How transform a data-frame into spc classes with package "zipfR"?

624 Views Asked by At

I have a data.frame that represents the frequency of frequency of RT(retweets). I have this type of data.frame:

data.frame':368 obs.of 2 variables: $ Var1: Factor w/ 368 levels "1","2","3","4",..: 1 2 3 4 5 6 7 8 9 10 ... $ Freq: int 71482 16111 7720 4555 2949 2053 1620 1210 978 775 ...

I want to use the following comand by "zipfR" package:

gigp_pos <- lnre("gigp",cost="chisq",method="NLM",rt_pos.spc)

then I must transform this data-frame into spc object.
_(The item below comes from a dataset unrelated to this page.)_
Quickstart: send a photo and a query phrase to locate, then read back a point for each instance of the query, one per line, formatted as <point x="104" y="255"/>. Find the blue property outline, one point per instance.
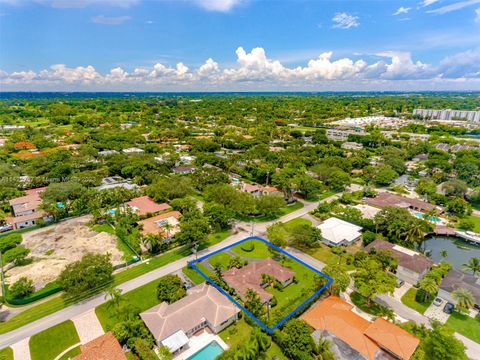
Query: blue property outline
<point x="267" y="329"/>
This type of object needs to express some variables:m,v,N,Vm.

I put: Vm<- frq_frq_pos$Freq m<- frq_frq_pos$Var1

but I don't understand the difference between the variable V and the variable N. Can you help me?

3

There are 3 best solutions below

0
On

I'm a new user of zipfR as well but I believe you can use

spc(Vm=frq_frq_pos$Freq, m=frq_frq_pos$Var1)

Maybe you'll also want to unfactor Var1 -- why is it a factor anyways?

  • V = number of unique terms (called 'types' in the package); =sum(Vm)
  • N = total number of observations/occurances (called 'tokens' in the package); =sum(Vm*m)
  • 'spc' stands for spectrum.
1
On
rt_pos = your data.frame
Vm = rt_pos$Freq
m = 1:length(Vm)
rt_pos.spc = spc(Vm, m)

you cant use ?spc to see the details

0
On

N is size of sample (number of tokens), V is its vocabulary (number of types). If for some reasons you want to avoid creating spc object (see below) you can get N and V in an easy way.

N <- sum(frq_frq_pos$Freq * frq_frq_pos$Var1)
V <- sum(frq_frq_pos$Freq)

A better way is to use spc function

your.spc <- spc(Vm=frq_frq_pos$Freq, m=frq_frq_pos$Var1)

then you won't have to calculate N and V because it is already there in spc object:

 N(your.spc)
 V(your.spc)

BUT, if you have an access to raw data (I guess it is some text?), then the easiest way to obtain a spc object is a function text2spc.fnc (from languageR package):

 your.spc <- text2spc.fnc(your.text) 

Then you can call:

 your.spc$Vm
 your.spc$m
 N(your.spc)
 V(your.spc)